The bass sounded more full when positioned closer to me. B&W claims that the introduction of a flowport (absent in the original Zeppelin) is designed to amplify the bass; I found the outcome to be nothing like that of the original Zeppelin. I also expect the bass to be thicker if the speaker is placed against a wall or a corner (instead of in the middle of a table at the Apple store)
With the addition of USB connectivity, I was originally very excited about the idea of directly syncing my iPod to iTunes, controlling iTunes using a remote, and most importantly, the capability of bypassing analog signal processing on a computer to the speaker. However, given the significantly compromised quality of sound (esp. lack of bass), the idea of producing better quality analog signal that would only be greatly sacrificed in bass production seems meaningless.

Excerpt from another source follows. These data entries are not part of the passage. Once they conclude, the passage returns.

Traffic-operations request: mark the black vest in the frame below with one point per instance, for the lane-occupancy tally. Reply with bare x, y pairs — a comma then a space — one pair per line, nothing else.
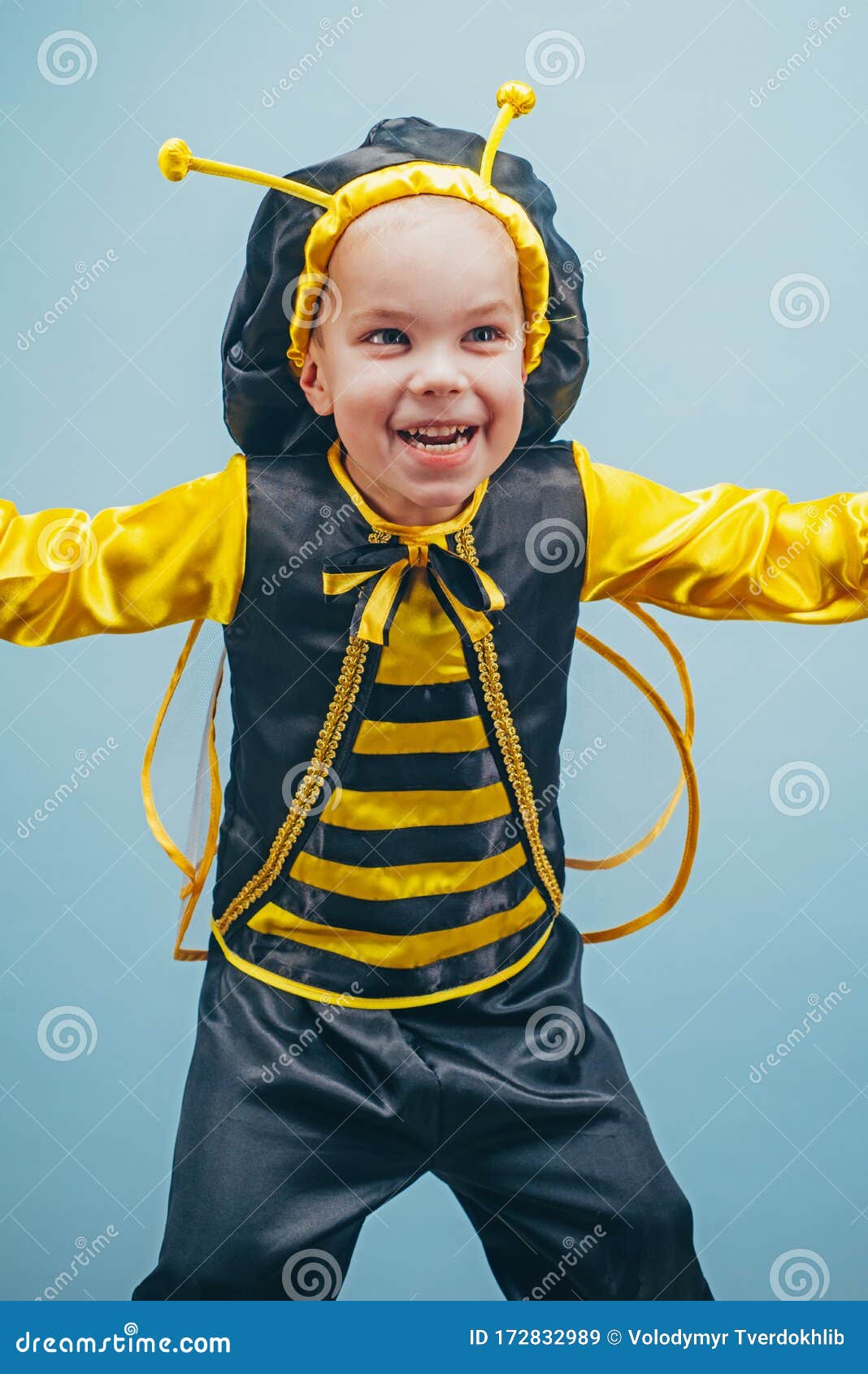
288, 645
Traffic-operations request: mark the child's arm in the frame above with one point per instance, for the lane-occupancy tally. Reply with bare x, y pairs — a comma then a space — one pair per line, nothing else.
176, 557
724, 551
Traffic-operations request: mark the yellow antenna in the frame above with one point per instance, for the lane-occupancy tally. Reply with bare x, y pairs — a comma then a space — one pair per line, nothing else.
513, 98
176, 161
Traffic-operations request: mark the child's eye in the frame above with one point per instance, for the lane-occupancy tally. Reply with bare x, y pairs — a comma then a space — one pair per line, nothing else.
496, 332
371, 338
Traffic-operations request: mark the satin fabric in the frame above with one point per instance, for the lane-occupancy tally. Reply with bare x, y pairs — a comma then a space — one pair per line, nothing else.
264, 407
176, 557
723, 551
301, 1120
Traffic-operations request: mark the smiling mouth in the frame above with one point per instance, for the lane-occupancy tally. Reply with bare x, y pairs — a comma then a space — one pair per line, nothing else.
440, 438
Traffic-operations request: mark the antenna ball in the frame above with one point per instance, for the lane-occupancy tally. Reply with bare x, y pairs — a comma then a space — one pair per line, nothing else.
175, 159
517, 93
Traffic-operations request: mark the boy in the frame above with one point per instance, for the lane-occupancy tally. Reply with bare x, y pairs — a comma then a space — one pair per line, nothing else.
388, 985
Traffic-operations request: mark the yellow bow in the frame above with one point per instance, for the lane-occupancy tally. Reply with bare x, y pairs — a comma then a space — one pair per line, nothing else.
465, 593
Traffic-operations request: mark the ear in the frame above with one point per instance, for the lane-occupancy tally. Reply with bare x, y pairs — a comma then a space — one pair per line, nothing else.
315, 385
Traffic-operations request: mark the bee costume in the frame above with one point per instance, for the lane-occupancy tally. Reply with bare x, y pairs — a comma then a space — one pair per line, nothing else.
392, 987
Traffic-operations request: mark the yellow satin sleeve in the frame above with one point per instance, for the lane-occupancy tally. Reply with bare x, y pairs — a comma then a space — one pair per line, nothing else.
176, 557
724, 551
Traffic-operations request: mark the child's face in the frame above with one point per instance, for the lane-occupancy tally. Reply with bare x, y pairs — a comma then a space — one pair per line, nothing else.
429, 333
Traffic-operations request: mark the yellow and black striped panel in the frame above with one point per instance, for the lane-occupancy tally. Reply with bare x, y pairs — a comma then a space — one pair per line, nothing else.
416, 876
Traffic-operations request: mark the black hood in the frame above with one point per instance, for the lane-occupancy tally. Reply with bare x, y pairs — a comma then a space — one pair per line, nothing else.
265, 408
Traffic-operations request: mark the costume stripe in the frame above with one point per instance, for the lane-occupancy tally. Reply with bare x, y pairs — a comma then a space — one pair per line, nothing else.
394, 810
422, 880
401, 951
420, 737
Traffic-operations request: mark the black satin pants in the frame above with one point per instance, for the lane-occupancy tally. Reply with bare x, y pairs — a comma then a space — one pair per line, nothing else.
300, 1119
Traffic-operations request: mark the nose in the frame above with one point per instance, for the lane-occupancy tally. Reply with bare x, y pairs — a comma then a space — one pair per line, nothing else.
437, 368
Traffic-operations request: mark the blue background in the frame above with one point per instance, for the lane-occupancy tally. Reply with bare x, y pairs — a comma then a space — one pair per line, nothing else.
688, 203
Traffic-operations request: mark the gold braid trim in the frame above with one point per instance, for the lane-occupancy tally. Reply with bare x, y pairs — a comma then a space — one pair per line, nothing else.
507, 737
310, 785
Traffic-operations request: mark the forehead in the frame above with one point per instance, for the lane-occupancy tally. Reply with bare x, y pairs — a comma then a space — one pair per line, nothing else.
460, 246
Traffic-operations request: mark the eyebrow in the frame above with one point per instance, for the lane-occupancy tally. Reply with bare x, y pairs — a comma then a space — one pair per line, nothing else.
388, 312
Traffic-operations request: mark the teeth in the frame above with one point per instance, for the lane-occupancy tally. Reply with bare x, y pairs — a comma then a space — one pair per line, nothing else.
438, 448
437, 430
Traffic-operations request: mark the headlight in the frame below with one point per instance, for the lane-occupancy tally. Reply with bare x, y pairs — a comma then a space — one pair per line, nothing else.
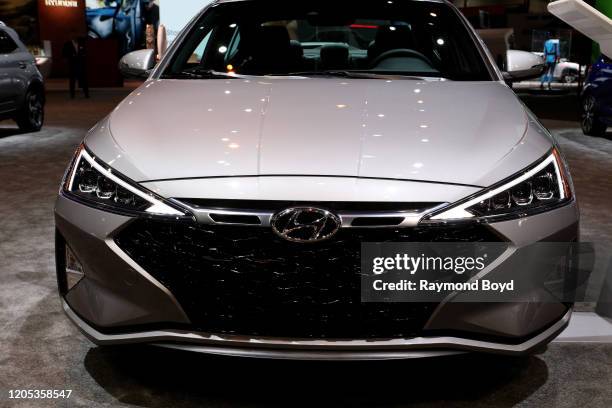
540, 188
92, 182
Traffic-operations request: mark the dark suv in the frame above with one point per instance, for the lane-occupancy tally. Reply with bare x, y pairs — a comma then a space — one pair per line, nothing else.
597, 98
22, 96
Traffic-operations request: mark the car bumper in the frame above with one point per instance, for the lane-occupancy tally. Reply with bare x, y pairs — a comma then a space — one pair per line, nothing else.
276, 348
119, 302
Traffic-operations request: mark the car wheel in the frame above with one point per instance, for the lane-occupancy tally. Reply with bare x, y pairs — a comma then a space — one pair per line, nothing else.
591, 125
32, 114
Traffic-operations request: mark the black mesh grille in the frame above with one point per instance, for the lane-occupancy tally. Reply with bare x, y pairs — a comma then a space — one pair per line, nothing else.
246, 280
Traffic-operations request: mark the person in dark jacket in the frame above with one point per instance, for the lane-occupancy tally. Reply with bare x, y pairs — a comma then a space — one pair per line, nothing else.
75, 53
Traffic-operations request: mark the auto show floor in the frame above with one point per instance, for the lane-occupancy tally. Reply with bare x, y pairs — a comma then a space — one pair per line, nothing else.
40, 349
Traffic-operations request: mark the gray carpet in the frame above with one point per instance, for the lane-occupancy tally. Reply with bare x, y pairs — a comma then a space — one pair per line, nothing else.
40, 349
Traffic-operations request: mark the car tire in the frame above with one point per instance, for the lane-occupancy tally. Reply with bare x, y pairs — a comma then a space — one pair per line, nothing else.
32, 115
590, 123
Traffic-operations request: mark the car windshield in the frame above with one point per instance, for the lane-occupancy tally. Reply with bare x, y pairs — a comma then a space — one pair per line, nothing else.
334, 38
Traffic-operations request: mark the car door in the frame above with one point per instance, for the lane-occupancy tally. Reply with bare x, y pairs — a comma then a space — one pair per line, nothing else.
9, 72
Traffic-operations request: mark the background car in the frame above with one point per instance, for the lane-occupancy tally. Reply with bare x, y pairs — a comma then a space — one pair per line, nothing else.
566, 71
124, 18
22, 96
597, 98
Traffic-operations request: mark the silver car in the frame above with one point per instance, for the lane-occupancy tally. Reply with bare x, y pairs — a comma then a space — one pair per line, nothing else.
221, 207
22, 95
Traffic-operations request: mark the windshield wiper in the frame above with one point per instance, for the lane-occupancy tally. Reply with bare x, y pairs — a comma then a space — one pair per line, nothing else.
199, 73
332, 73
355, 74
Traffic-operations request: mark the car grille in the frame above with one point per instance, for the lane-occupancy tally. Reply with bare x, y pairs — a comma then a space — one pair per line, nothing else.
245, 280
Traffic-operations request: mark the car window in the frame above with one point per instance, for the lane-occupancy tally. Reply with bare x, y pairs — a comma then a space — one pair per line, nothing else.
7, 45
379, 37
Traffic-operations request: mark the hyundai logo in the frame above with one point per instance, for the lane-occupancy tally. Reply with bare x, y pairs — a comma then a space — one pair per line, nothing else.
305, 224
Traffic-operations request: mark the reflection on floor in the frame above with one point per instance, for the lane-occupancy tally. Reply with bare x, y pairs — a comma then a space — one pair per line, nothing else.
587, 327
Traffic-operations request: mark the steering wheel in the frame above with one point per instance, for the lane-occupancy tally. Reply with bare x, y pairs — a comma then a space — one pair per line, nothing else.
401, 52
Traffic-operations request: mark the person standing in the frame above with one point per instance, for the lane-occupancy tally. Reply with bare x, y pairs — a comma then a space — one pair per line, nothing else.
75, 53
551, 58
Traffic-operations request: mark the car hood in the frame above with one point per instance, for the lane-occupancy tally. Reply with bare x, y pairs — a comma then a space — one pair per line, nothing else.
425, 130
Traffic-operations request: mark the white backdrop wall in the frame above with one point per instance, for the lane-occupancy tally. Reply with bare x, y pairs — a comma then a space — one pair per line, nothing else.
174, 15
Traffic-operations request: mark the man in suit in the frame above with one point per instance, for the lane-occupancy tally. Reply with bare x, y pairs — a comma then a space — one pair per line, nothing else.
551, 58
75, 53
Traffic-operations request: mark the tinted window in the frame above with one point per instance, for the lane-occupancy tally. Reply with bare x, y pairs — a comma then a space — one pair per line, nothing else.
7, 45
378, 37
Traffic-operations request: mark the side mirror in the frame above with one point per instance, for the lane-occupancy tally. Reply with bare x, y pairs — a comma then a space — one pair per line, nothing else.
137, 64
521, 65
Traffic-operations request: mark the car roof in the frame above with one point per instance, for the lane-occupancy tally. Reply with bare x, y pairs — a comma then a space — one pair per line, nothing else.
235, 1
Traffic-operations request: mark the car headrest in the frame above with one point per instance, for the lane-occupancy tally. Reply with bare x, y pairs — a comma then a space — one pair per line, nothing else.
273, 39
390, 37
335, 56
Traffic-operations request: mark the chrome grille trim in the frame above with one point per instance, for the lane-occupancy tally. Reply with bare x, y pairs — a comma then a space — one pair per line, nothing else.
410, 218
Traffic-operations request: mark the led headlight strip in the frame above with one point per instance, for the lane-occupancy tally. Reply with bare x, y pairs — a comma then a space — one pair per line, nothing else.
155, 205
561, 194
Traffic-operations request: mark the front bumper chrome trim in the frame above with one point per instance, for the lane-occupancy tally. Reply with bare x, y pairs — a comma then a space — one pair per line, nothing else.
279, 348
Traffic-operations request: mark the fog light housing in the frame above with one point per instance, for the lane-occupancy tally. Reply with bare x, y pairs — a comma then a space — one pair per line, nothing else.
68, 268
74, 269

Nevertheless, I was impressed with the design of the Mini. The speaker is much smaller than I'd envisioned based on the gallery (and after checking out the sound quality was I wished it was bigger). The Mini is light but feels very solid when carried around. The design is much more classy than other iPod speakers: the chrome bowl mirror matches the back of the original iPod (if you still own one); when firmly attached to the docking arm, it can be elegantly turned 90 degrees for cover flow (isn't that the only reason to buy an iPod touch/iPhone?); controlling the iPod has never been easier with the inventive protruded docking arm design (same as the original Z). Most impressive to me, the enclosure of black cloth over the speaker (as opposed to the colder, more industrial wire mesh used in Bose and other iPod speakers) stands out among the crowd with exquisiteness.
If I were to choose a small iPod speaker based on what looks best for my apartment, I would definitely go with the Mini. As for sound quality, it sounded very impressive for classical chamber music, good enough for pop, but definitely not satisfying for classical symphonies. However, if you are certain that any larger speaker (e.g. the original Z) cannot be considered, it is quite a good choice. (And at this price I would choose it over Bose any day - there, I said it).